Zimbabwe’s safari reputation has always rested more on the quality of its guides than the luxury of its lodges, and Davison’s Camp exemplifies this priority. The camp itself is intentionally intimate, nine tents positioned around a central pan area, their viewing decks oriented toward the waterhole that is the camp’s defining feature, and what it lacks in the architectural drama of newer, more expensive operations it compensates for with something harder to manufacture: the knowledge, skill, and genuine passion of its Zimbabwean guiding team.
The waterhole at Ngweshla Pan is one of Hwange National Park’s permanent water sources, maintained year-round by solar-powered pumps in a park that has no permanent rivers of its own. Hwange receives its rainfall from the Zambezi watershed but drains into the Kalahari sands below, and the waterholes, both natural and engineered, are the fulcrum around which the park’s wildlife movements turn. Sitting at the pan in the hours before sunset is one of safari’s great experiences: the slow accumulation of animals as word spreads by scent and sound that water is available, building through zebra and impala to buffalo and then, inevitably, to the elephants that are Hwange’s most spectacular and numerous residents.
Hwange is home to one of the largest elephant populations in Africa, estimates range between 45,000 and 50,000 animals in a park of 14,600 square kilometres, and encounters here have a quality and intimacy that even larger parks cannot reliably provide. Elephants come to Ngweshla in groups of dozens, and then of hundreds, and sitting quietly as they pass within metres of the camp on their way to drink is an experience that requires no hyperbole.
The guiding culture that Zimbabwe has cultivated, drawing on the tradition of professional hunting guides who transitioned to photographic safari, produces rangers with an encyclopaedic knowledge of animal behaviour, tracking, and ecology that surpasses what is available at most African safari operations. Walking with a Zimbabwean FGASA-qualified guide is a genuinely hands-on education in the natural world; the camp’s walking safaris are rated among the finest available anywhere in Africa.

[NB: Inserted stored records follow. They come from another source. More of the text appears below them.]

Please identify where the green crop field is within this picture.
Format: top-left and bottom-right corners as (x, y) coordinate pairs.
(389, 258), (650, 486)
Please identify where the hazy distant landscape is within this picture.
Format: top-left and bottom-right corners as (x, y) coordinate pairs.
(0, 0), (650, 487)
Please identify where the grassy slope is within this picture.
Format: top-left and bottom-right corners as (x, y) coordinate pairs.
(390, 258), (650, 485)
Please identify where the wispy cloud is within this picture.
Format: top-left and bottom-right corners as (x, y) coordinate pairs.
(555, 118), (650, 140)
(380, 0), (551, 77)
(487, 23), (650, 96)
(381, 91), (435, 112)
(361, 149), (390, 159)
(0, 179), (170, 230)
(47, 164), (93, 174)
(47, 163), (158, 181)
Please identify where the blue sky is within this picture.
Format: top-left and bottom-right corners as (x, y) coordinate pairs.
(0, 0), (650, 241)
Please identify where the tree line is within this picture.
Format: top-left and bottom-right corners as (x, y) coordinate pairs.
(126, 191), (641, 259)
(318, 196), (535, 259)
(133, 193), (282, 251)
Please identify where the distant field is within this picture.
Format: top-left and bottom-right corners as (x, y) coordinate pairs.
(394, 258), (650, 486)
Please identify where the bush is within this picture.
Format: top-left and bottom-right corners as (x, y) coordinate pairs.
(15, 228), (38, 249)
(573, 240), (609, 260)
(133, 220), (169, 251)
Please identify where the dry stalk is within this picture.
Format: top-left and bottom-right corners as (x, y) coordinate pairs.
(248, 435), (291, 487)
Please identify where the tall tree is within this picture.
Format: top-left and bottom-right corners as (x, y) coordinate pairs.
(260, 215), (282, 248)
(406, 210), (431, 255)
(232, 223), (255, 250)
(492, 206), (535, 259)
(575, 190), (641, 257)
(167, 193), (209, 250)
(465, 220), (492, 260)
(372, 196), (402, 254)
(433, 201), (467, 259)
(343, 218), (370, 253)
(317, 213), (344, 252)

Wild dog packs with territories overlapping the Wilderness Concession are reliably encountered during denning season (May–July), and the broader predator complement, lion, leopard, cheetah, spotted hyena, is accessible year-round with good guide knowledge. A 30-minute charter flight from Victoria Falls makes the combination of Hwange’s waterhole wildlife and the Falls itself one of the more logistically clean multi-stop safari itineraries in southern Africa.